UN Options
Calling a Security Council Meeting. This would gain maximum publicity but we could not obtain any action and we would force the Soviets to defend the North Koreans.
Present a letter to the Security Council. This gets our position on the record but with little publicity and appears perfunctory.
Nothing to do with the Cheonan sinking, instead it is the minutes of a National Security Council meeting on April 16th, 1969 following the downing, probably in international waters, of a U.S. Navy Lockheed EC-121 reconnaissance plane by North Korea.

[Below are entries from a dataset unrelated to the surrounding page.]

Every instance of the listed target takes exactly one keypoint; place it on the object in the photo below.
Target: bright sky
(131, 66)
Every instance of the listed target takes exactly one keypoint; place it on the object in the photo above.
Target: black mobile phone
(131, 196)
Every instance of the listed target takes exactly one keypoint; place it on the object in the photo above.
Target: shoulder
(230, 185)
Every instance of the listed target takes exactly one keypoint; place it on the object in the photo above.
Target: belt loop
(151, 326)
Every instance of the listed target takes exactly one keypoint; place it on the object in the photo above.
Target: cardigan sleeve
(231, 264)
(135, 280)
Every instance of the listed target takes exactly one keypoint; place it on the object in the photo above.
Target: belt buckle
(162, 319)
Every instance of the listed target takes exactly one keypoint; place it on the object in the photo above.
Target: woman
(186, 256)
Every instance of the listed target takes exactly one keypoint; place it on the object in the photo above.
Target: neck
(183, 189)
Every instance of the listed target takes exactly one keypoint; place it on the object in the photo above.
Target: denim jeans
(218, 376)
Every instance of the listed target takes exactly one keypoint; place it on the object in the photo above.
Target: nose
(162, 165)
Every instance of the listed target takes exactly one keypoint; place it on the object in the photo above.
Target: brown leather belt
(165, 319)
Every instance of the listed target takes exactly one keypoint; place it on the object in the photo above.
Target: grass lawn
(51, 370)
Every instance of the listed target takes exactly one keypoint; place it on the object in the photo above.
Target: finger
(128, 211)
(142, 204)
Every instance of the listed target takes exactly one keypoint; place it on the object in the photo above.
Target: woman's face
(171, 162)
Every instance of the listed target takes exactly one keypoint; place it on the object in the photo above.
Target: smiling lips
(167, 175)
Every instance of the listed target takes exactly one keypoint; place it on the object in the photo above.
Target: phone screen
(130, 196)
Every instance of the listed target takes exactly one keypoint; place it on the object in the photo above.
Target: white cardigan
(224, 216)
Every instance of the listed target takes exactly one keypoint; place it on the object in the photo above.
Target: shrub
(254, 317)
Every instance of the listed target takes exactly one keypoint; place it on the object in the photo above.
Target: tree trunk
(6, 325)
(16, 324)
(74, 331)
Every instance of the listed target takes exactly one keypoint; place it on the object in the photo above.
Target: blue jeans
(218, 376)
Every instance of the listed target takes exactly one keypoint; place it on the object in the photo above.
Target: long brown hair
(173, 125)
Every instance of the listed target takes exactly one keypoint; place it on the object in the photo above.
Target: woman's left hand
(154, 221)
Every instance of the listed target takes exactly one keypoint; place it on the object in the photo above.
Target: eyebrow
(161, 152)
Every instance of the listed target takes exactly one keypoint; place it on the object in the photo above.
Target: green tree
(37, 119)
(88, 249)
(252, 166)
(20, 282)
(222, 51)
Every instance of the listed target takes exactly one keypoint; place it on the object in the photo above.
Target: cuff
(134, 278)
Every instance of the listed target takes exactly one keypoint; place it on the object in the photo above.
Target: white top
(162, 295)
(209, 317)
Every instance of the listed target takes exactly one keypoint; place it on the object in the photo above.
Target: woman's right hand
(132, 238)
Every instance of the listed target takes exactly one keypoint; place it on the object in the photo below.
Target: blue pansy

Elsewhere in the documents, which have been declassified and placed on the internet by the people at the U.S. National Security Archive at George Washington University under the prescient title "How Do You Solve A Problem Like Korea?", it is revealed that the U.S. contemplated up to 47 nuclear strikes against the North, but ultimately rejected the use of any military force whatsoever because "air strikes against military targets in North Korea “will be a deliberate act of war” and, thereafter, “North Korea may respond by launching air strikes against US/ROK forces.”
Proof, then, if proof were needed, that the more things change the more they stay the same. Of course the Soviets are gone, and the Chinese are unlikely to start banging their shoes on the UN Security Council lectern, but cosmetic changes do not the substance change.
Which is not to say that the UN is an unhelpful or worthless institution, or anything else which Joshua Stanton might conclude, or indeed to say we should bomb North Korea back into the Stone Age, simply to ponder aloud whether the current situation is anything new, and that, from there, if one concludes that previous efforts didn't succeed, is it wise to do the same thing again?